NodeManager not Reachable: java.io.IOException: Invalid State File Format

Weblogic managed Servers cannot be started via the WLS console as Node Manager is not reachable.
Also, the nodemanager.log file is showing the following messages:
domainName\servers\serveName\data\nodemanager\startup.properties">
FMW\WLS1033\Oracle\Middleware\user_projects\domains\domainName\servers\serveName\data\nodemanager\startup.properties">
<Feb 9, 2011 11:06:01 AM> <WARNING> <There was a problem initializing the domain 'steffworld' at '\FMW\WLS1033\Oracle\Middleware\user_projects\domains\domainName'. Please make sure that this domainName: 'domainName' is registered and is fully enrolled for this nodemanager at: '\FMW\WLS1033\Oracle\Middleware\user_projects\domains\domainName'.>
<Feb 9, 2011 11:06:01 AM> <WARNING> <I/O error while reading domain directory>
java.io.IOException: Invalid state file format.
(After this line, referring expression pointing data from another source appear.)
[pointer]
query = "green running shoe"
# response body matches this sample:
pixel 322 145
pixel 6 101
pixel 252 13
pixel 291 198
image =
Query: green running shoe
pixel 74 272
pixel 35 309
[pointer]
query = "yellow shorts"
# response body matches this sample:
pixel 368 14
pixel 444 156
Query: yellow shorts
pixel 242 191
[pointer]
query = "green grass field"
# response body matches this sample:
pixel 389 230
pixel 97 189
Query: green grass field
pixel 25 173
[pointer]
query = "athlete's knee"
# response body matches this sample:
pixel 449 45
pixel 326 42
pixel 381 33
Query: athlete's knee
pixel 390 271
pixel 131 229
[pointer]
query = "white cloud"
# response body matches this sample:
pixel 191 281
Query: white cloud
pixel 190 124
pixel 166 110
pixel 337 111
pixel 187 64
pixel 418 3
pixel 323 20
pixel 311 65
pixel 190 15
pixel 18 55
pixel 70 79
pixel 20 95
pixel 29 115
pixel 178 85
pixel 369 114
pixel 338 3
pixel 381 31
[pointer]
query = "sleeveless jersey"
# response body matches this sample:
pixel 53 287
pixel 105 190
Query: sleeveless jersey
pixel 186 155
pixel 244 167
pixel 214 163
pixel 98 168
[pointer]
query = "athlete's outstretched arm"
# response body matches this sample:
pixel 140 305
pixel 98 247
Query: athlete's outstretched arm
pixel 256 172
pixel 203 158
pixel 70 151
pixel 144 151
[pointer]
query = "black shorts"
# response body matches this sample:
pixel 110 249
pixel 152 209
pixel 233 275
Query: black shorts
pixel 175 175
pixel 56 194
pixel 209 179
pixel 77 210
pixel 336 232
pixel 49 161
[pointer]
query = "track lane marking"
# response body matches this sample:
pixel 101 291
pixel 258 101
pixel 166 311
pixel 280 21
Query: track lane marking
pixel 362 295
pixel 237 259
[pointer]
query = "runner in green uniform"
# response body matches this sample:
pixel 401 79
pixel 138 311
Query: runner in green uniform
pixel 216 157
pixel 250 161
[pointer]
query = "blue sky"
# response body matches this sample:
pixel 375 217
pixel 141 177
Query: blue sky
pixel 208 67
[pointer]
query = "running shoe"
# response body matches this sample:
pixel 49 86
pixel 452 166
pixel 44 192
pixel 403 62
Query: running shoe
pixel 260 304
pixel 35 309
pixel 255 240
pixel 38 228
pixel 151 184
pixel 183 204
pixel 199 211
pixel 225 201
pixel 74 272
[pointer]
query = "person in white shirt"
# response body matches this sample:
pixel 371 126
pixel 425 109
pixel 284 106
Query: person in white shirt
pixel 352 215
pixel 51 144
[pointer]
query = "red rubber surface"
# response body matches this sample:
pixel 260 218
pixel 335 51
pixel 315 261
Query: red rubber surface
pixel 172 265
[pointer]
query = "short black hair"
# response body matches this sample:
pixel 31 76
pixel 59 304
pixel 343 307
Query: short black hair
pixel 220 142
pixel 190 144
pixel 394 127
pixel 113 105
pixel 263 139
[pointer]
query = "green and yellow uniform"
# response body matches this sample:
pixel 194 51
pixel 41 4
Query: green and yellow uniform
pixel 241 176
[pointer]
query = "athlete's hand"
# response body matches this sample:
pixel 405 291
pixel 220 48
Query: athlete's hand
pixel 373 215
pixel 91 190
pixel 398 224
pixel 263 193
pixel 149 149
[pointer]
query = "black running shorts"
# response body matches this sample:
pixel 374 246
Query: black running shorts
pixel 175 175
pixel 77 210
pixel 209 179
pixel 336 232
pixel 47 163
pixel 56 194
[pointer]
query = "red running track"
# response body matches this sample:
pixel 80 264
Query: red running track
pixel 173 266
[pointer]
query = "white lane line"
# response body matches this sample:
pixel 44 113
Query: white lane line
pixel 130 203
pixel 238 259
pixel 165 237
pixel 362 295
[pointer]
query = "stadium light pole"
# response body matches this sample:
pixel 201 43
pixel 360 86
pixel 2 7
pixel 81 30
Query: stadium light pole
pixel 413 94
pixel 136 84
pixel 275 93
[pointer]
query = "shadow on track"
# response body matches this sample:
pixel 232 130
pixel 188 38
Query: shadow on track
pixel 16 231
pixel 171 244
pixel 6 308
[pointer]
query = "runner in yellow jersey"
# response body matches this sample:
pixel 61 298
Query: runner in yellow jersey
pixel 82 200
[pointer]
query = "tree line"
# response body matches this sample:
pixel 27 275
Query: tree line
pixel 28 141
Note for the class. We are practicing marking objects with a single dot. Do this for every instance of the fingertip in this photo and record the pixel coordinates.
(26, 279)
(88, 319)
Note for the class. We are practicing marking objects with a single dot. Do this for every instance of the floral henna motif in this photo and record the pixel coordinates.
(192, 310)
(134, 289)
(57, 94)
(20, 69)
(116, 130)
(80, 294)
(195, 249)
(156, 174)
State file contents:
at weblogic.nodemanager.common.StateInfo.load(StateInfo.java:135)
at weblogic.nodemanager.server.ServerMonitor.loadStateInfo(ServerMonitor.java:475)
at weblogic.nodemanager.server.ServerMonitor.isCleanupAfterCrashNeeded(ServerMonitor.java:139)
at weblogic.nodemanager.server.ServerManager.recoverServer(ServerManager.java:255)
at weblogic.nodemanager.server.DomainManager.initialize(DomainManager.java:103)
at weblogic.nodemanager.server.DomainManager.<init>(DomainManager.java:55)
at weblogic.nodemanager.server.NMServer.getDomainManager(NMServer.java:257)
at weblogic.nodemanager.server.Handler.handleDomain(Handler.java:224)
at weblogic.nodemanager.server.Handler.handleCommand(Handler.java:108)
at weblogic.nodemanager.server.Handler.run(Handler.java:70)
at java.lang.Thread.run(Thread.java:619)

Changes

After a power failure, the server machine (running as a Windows service) restarted automatically.

Cause

The state file of the managed server is in an invalid state: for example, it may be empty. Under each managed server directory, there is a NodeManager directory containing a state file <managed_server_name>.state. If this file is empty or corrupt, then the described errors occur.
For example, under \FMW\WLS1033\Oracle\Middleware\user_projects\domains\domainName\servers\<serverName>\data\nodemanager, the <serverName>.state file is empty.
The cause of the empty file could be one of the following:

  1. When the computer crash occurred, this particular state file was may have been in the process of being updated, For instance it may have been changing from "RUNNING:Y:N" to "SHUTTING_DOWN:Y:N" but did not have time to write the new line before the machine actually shutdown. This could have caused a empty file.
  2. A file corruption issue at the OS level.
In both the above cases, WebLogic Server cannot control the cause, so cannot avoid it. Thus, we have to execute a solution after the problem occurs to recover the environment, instead of preventing the problem occurrence.

Solution

We have two options to recover the environment.

OPTION 1:
  1. Edit the state file so that it contains a valid line, such as:
  2. FORCE_SUSPENDING:Y:N
  3. Please insert the above line into your <managed_server_name>.state file and save it. Then restart Node Manager. Finally, in the WLS console, the Node Manager Status will show:
  4. Status: Reachable
  5. Please, perform the above step for all managed servers in the domain.
OPTION 2:

  1. Stop the managed server if it is RUNNING.
  2. Stop the Admin Server.
  3. Stop Node Manager.
  4. Delete the following files:
    \servers\<managed_server_name>\data\nodemanager\<managed_server_name>.state
    \servers\<managed_server_name>\data\nodemanager\<managed_server_name>.lck
    \servers\<managed_server_name>\data\nodemanager\<managed_server_name>.pid
  5. Start Node Manager again.
  6. Start the Admin Server again.
  7. Start the managed server using the Admin Console.